The episode culminates with reflections on the day's events and the enduring nature of friendships forged through shared experiences. Despite the myriad challenges faced during the golf outing, the camaraderie between Ryan and Lunchbox remains a central theme.
"Free golf, free dinner, no button, no zipper, no problem."
– Lunchbox ([41:50])
This episode serves as a testament to resilience, humor, and the unpredictability of life’s adventures, offering listeners both laughs and heartfelt moments.
Lunchbox ([01:42]):
"If we do the pod this long, if I go get my clubs, get on the road, there's no traffic. I. I don't have time to eat lunch. I will just eat my freaking hand and I'll starve to death."
Ryan Seacrest ([04:28]):
"You show up and say, oh, they had to cancel 100%."
Lunchbox ([14:20]):
"So I'm thinking, did I read the text wrong? And he mean next Monday."
Ryan Seacrest ([17:17]):
"RPMs are going to be altered a little bit. Velocity rate, exit velocity, launch angle, you'll be good."
Lunchbox ([22:10]):
"Larry, TP, he's a plus six. I'm like, whoa."
Lunchbox ([29:35]):
"No, no. That's not it."
Lunchbox ([31:27]):
"It was a dead heat.

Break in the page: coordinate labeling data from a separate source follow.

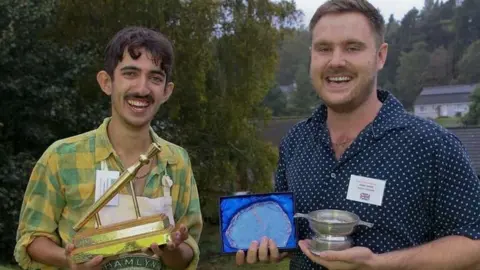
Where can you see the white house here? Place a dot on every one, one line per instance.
(444, 101)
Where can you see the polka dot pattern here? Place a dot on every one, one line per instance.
(431, 188)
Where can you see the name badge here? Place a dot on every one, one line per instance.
(104, 179)
(366, 190)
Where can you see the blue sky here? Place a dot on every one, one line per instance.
(387, 7)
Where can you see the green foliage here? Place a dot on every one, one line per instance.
(39, 102)
(469, 64)
(226, 60)
(409, 80)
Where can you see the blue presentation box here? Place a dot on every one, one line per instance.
(247, 218)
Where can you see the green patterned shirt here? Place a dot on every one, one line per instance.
(62, 187)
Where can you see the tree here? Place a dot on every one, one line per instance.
(469, 65)
(304, 99)
(39, 102)
(438, 71)
(409, 80)
(472, 118)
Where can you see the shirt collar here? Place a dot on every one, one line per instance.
(391, 115)
(104, 148)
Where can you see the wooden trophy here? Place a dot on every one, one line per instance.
(123, 237)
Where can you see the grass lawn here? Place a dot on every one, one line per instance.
(210, 259)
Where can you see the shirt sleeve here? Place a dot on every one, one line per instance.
(188, 212)
(457, 191)
(41, 209)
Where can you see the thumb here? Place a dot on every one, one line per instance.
(68, 249)
(284, 255)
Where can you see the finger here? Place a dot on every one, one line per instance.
(178, 238)
(172, 245)
(272, 247)
(252, 252)
(94, 262)
(183, 229)
(240, 257)
(263, 250)
(283, 255)
(156, 249)
(305, 247)
(68, 249)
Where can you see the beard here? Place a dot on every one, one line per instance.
(358, 95)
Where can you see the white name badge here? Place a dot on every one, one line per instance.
(366, 190)
(104, 179)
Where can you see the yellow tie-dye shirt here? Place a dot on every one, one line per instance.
(62, 187)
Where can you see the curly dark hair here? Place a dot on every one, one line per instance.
(134, 38)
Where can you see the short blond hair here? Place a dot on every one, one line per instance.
(361, 6)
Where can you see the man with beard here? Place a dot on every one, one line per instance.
(137, 77)
(423, 196)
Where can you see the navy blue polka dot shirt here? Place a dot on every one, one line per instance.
(431, 189)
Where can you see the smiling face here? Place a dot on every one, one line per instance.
(345, 60)
(137, 89)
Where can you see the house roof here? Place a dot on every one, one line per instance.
(445, 94)
(469, 136)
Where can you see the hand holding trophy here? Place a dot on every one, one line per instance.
(123, 237)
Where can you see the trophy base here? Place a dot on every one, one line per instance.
(121, 238)
(321, 243)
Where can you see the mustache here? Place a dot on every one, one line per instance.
(149, 98)
(337, 71)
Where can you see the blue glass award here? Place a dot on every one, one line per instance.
(247, 218)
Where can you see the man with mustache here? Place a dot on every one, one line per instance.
(65, 181)
(424, 195)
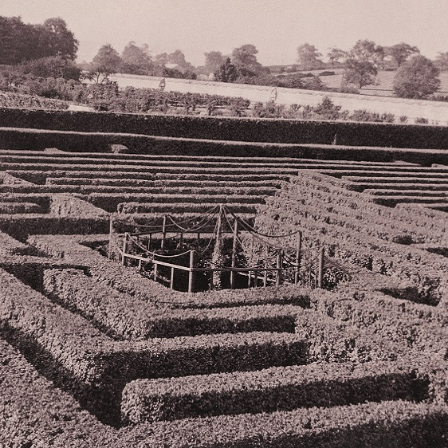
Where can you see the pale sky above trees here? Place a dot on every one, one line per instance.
(275, 27)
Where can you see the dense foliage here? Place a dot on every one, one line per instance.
(23, 42)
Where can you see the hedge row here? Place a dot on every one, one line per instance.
(162, 184)
(393, 424)
(10, 246)
(327, 203)
(182, 207)
(95, 369)
(19, 207)
(40, 177)
(427, 201)
(65, 205)
(146, 168)
(8, 155)
(99, 142)
(261, 130)
(425, 271)
(21, 226)
(35, 413)
(404, 325)
(269, 390)
(426, 274)
(122, 316)
(407, 216)
(128, 281)
(192, 162)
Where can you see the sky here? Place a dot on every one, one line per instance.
(275, 27)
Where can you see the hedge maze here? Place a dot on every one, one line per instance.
(92, 353)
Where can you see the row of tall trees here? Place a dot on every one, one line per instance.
(49, 50)
(22, 42)
(416, 75)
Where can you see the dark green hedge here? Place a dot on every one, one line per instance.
(269, 390)
(241, 129)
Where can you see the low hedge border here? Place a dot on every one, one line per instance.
(375, 425)
(34, 413)
(269, 390)
(10, 246)
(65, 205)
(426, 271)
(124, 317)
(324, 188)
(95, 369)
(403, 324)
(268, 130)
(127, 280)
(22, 226)
(72, 141)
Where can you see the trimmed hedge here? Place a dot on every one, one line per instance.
(65, 205)
(128, 281)
(19, 207)
(428, 273)
(95, 369)
(35, 413)
(10, 246)
(21, 226)
(268, 390)
(388, 424)
(121, 316)
(34, 139)
(260, 130)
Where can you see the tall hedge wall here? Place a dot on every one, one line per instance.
(240, 129)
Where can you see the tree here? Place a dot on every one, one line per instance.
(106, 62)
(442, 61)
(18, 41)
(213, 61)
(52, 67)
(136, 60)
(416, 78)
(308, 57)
(56, 40)
(244, 59)
(401, 52)
(361, 63)
(227, 72)
(336, 56)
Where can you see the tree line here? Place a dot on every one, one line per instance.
(49, 50)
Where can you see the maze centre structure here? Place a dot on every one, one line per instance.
(95, 352)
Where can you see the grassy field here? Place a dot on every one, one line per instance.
(384, 84)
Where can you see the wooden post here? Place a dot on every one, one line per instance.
(162, 244)
(298, 257)
(265, 276)
(191, 273)
(321, 268)
(124, 248)
(233, 273)
(279, 267)
(155, 268)
(111, 232)
(172, 278)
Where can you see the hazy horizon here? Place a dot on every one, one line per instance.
(276, 28)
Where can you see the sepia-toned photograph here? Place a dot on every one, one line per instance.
(223, 224)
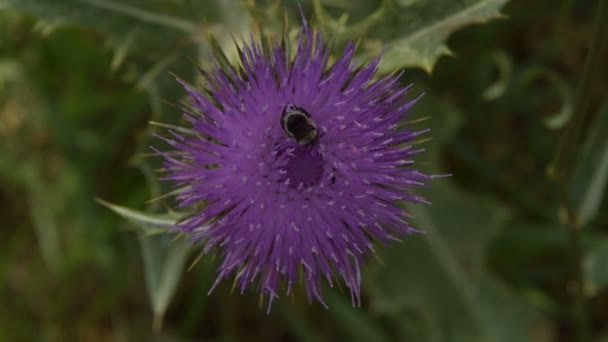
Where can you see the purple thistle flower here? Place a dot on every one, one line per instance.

Nine skins to nine skins."
Lunchbox ([43:19]):
"And I showed my wife my pants and she goes, oh, my gosh. She goes, you're so embarrassing."
Lunchbox ([21:22]):
"That's how you hook them in. You bring them in and then you give them a plot twist."
Lunchbox ([41:50]):
"Free golf, free dinner, no button, no zipper, no problem."
This episode of The Bobby Bones Show masterfully blends humor with relatable storytelling, highlighting the unpredictable nature of social outings and the strength of enduring friendships. Listeners are left entertained and amused by the hosts' ability to find laughter amidst chaos.